Going after foreign oil isn't going to do a whole lot. On the other hand, get us enough nuclear plants and we can wean off almost everything else while we work out the battery/fuel-cell tech necessary for an alternative to oil.
You realize, of course, that CA and AK production would produce at best 5% of the oil we consume on an annual basis?
And even if we drill here and now, MULTINATIONAL oil companies could just as easily ship the oil drilled here and now off to Japan and China, who are more than willing to pay for oil.
Worse, drilling more oil means burning more oil, which spews even more CO2 and pollutants into the atmosphere. Sorry, but doing more of the same simply isn't an option.
Here's a better idea. Research and build alternative energy sources, and do it here. We cut down on pollution, contribute less to global CO2 emissions, reduce our dependence on foreign oil, reduce our need to constantly intervene in the Middle East, dramatically slash our import trade deficit, and, oh yeah, create tens of thousands of new jobs here in the US. And probably create a major new export industry to boot.
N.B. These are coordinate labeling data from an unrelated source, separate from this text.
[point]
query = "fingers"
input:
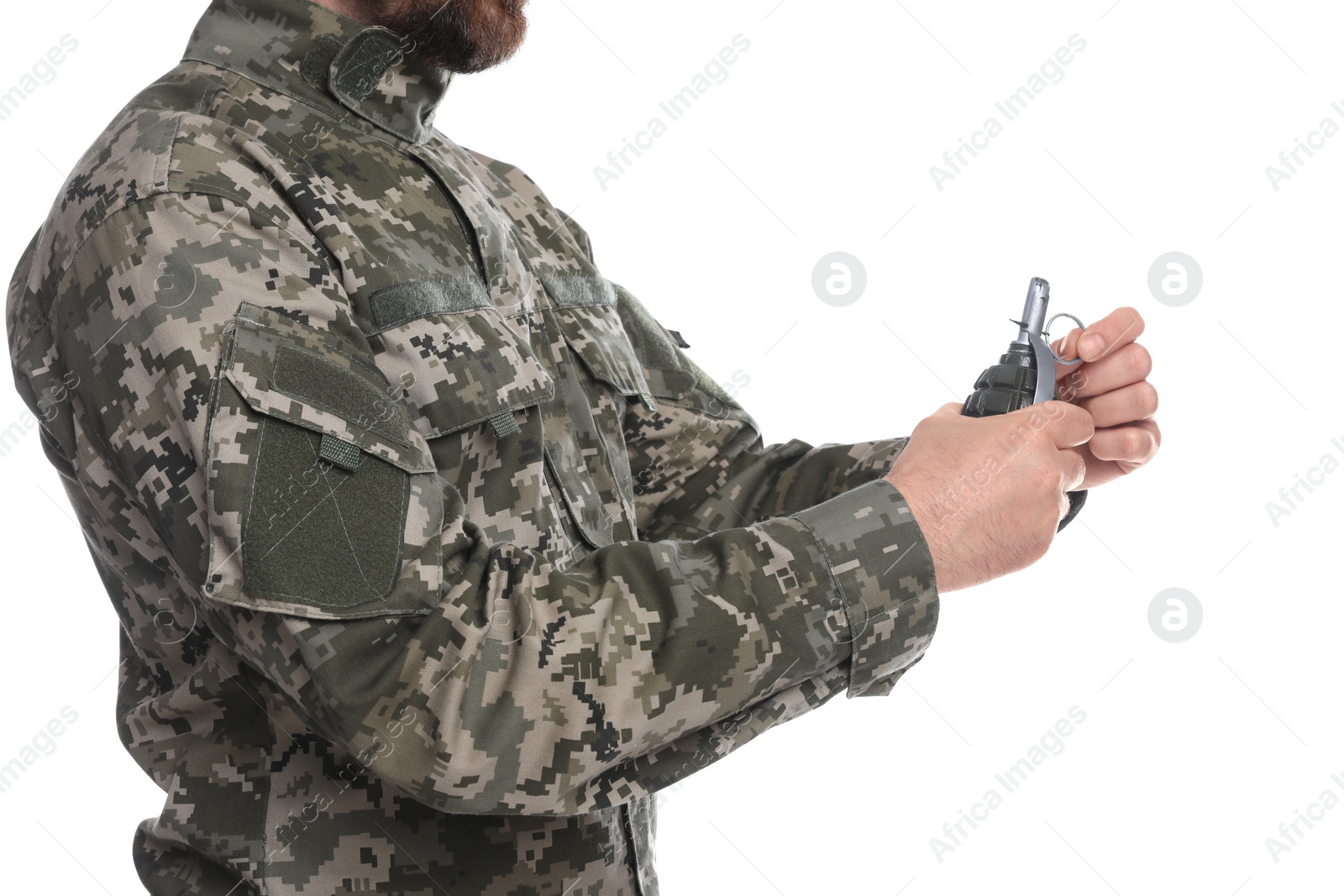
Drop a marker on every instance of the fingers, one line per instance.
(1131, 445)
(1128, 364)
(1112, 332)
(1126, 405)
(1074, 466)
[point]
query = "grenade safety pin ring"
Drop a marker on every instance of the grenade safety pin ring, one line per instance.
(1046, 333)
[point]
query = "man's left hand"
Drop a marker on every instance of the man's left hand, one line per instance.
(1112, 385)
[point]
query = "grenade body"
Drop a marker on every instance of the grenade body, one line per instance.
(1014, 383)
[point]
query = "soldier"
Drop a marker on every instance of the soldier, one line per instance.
(436, 557)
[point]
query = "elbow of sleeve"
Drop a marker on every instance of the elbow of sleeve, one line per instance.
(884, 570)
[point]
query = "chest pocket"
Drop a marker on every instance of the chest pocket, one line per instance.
(319, 500)
(585, 313)
(456, 356)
Now, those are tech jobs that you may not be qualified for, but if we keep the US economy afloat Walmart will always need greeters and stockboys. :)
BTW. If I'd been president a few years ago, I would have hit the automakers with MUCH higher MPG standards, and mandated a significant excise tax on oversized trucks and SUVs. We can easily cut foreign oil consumption by at least a third just by being smarter about what we drive, and by not playing He-Man with our off-road SUVS that never go off-road.
Any sect, cult, or religion will legislate its creed into law if it acquires the political power to do so.
So I don't need to make ascetic sacrifices.
Regardless, it will take years to get any sort of power plant operational. People in coal country should be taxed to force them to make such sacrifices, until an alternate is brought online. Asking nicely won't get you anywhere.
carbon pollution is a myth. It is deemed "pollution" by those mis-informed or have an agenda, such as tax revenue.
All that for a few thousand carribou, a few hundred foxes and rodents, and some bears
wow. just wow. You must be one of those chaps who lives in a trailer park, chews tobacco, considers having sex with your sister juz fine, and by jeezuz, never misses an episode of Jerry Springer, coz, by golly-gosh, my momma is on next week!
particularly the carribou, actually do better around the pipes.
more wow. What happens when that pipe breaks? The carribou do just fine without our "help", btw.
Thanks to people like you with your fuck-the-wildlife approach -- much like ol' bushy-boy who I'm sure you consider to be your personal saviour -- we're now causing extinctions on an unprecedented scale.
Sorry, I don't mean to be mean, but you really sound like an idiot.
Another 20 years? Nope, if we're lucky it's another 2.
Red to red, black to black. Switch it on, but stand well back.